Друг выполнил его просьбу и оставил графа в беседке, увитой лозой дикого винограда в самом дальнем конце сада, где Михаил проводил многие часы. Граф запретил и Аннет, и Сашке приходить к нему, если не нужно было отправляться в дом. В одиночестве молодому человеку было лучше. Он сидел, подставив лицо лучам уже холодного, почти зимнего солнца, и перебирал в памяти воспоминания. Граф вспоминал боевых друзей, Алексея Черкасского, дядюшку и кузин, но больше не разрешал себе думать о маленькой цыганке из английского поместья. Теперь он был недостоин этой девушки, она должна была стать счастливой без него.

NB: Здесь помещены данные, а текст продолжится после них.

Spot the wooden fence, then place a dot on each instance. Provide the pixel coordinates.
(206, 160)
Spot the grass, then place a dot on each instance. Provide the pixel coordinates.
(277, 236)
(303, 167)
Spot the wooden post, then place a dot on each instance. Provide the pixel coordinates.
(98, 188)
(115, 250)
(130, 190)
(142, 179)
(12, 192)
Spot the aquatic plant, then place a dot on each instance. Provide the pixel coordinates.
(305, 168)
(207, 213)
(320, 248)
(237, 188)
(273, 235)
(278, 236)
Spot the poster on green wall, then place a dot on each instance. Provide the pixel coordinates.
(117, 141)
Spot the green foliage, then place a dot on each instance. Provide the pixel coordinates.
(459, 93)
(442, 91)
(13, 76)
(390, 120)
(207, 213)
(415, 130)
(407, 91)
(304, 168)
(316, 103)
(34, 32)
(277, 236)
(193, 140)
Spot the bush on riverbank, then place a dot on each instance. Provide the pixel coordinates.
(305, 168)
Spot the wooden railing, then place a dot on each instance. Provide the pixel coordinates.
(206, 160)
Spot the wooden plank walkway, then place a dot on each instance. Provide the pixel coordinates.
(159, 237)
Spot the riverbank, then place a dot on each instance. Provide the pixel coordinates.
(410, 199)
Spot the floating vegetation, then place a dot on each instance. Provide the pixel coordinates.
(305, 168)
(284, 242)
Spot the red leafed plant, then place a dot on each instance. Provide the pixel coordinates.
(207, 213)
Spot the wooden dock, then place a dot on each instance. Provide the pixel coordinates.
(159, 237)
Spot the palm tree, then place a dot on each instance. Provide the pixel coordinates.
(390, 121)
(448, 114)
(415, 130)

Михаил вернулся мыслями к сегодняшнему разговору с другом. Тот назвал его слабым человеком. Действительно, Серафим уже много раз начинал разговор о необходимости заняться восстановительной гимнастикой. Но Михаил не видел в этом пока никакого смысла. Зачем становиться богатырем, если ты все равно не можешь шагу ступить без посторонней помощи. Но может быть, Серафим прав, и дело не в физической крепости, а в том, что Мишель опустил руки и сдался, позволил беде взять над собой верх? Он уже больше не верил, что когда-нибудь прозреет. В нем умерла вера, потом его покинула надежда, а любовь граф сам выгнал из своего сердца, запретив возвращаться. Граф Печерский поставил на своей жизни огромный, жирный, черный крест и больше ничего не хотел.

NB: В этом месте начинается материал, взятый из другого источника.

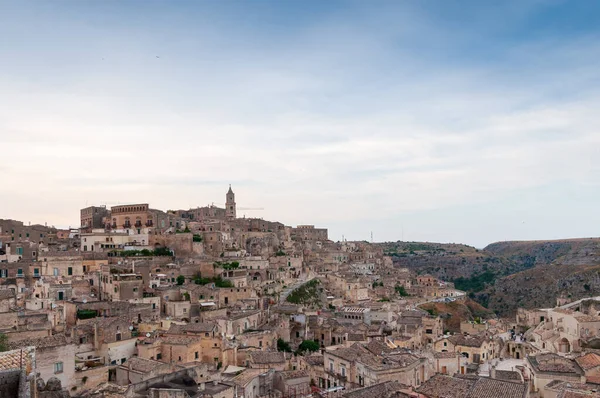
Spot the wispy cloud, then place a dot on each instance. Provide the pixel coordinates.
(336, 117)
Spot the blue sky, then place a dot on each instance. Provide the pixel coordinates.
(452, 121)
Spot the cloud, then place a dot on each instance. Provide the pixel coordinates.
(373, 113)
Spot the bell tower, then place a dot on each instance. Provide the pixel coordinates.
(230, 204)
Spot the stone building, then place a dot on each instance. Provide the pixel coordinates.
(93, 217)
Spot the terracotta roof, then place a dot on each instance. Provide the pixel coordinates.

Вздохнув, молодой человек поднялся и, ощупью держась за столбики беседки, спустился с крыльца. В четырех шагах от беседки начиналась высокая каменная стена, отделявшая их сад от территории соседней виллы. Держась за стену, он мог ходить самостоятельно. Последнее время граф делал это все реже и реже, но сегодня, пристыженный словами друга, решил все-таки походить вдоль стены. Сделав первые шаги, Михаил остановился, ему показалось, что с той стороны ограды, где никого никогда не было, он услышал шаги. Действительно, по саду кто-то ходил. Обостренным слухом незрячего граф различил шаги двух человек. Скорее всего, шли женщины, песок под их ногами тихо шуршал, значит, на женщинах были легкие туфли без каблуков. Женщины подошли почти вплотную к стене, у которой он стоял, а потом скрипнули деревянные ступени.